Recently, I returned from a holiday in Europe with my wife and daughter. Over two weeks of our time away was spent living in central Paris. I have been learning French for a little while now, and though I am not fluent, I know enough to get by. Our ‘survival’[v] demanded that I engaged with language reception and use in the present moment. Meaningful social engagement through ‘sense-making’ and questioning needed to be responsive to contexts that weren’t contained within my textbooks. Through immersion in an active process of discourse I picked up a great deal of knowledge of (and about) the French language. I found I could almost always understand what was being said – often supported by cues from the context acting as prompts – and respond with something meaningful. Learning in action and in context not only made the experience more meaningful, but more educatively powerful.

The best moment was when my ‘tongues’ blended:

je voudrais un billet de retour à Versailles pour my daughter who has four years, s’il vous plait…

… evidence I had assimilated language to a point of true knowing? Maybe.

It’s all about the verb…

My daughter and I learnt much from our encounters, much more than from a textbook or context-less experience. Music education shouldn’t really be any different should it? Why is music often not treated as a verb in the classroom? As Small said, the “fundamental nature and meaning of music lie[s] … in action, in what people do” (italics mine, p. 8).

Understanding is all about the verb…

[i] Small, C. (1998). Musicking: The meanings of performing and listening. Wesleyan University Press.

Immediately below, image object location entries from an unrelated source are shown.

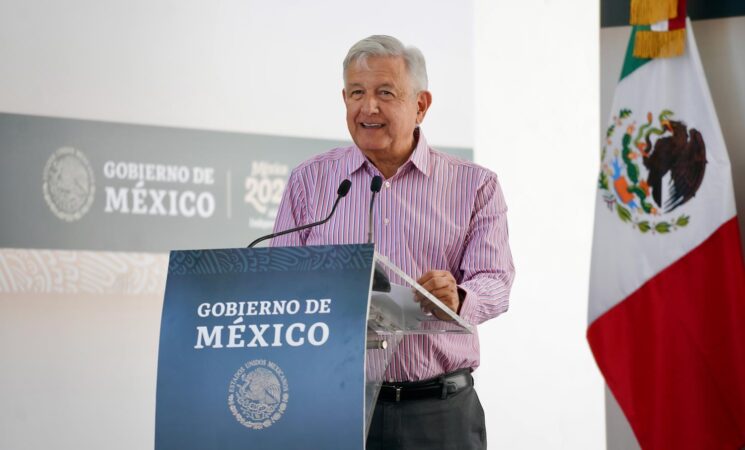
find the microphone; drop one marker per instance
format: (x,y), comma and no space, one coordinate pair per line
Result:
(340,193)
(381,283)
(375,185)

[ii] Swanwick, K. (2008). The good-enough music teacher. British Journal of Music Education. 25(1), 9-22.

[iii] I really do like the notion of musical fluency, quite separate to musical literacy. I feel you can be completely literate musically but convey no meaning… maybe more on that later.

[iv] Swanwick, K. (2008). The good-enough music teacher. British Journal of Music Education. 25(1), 9-22.

[v] ‘Survival’ seems like such a dramatic word. Many of the people we encountered spoke English very well, but I wanted to respect their language and proud culture. The ability to read a great deal of written French text was also very valuable!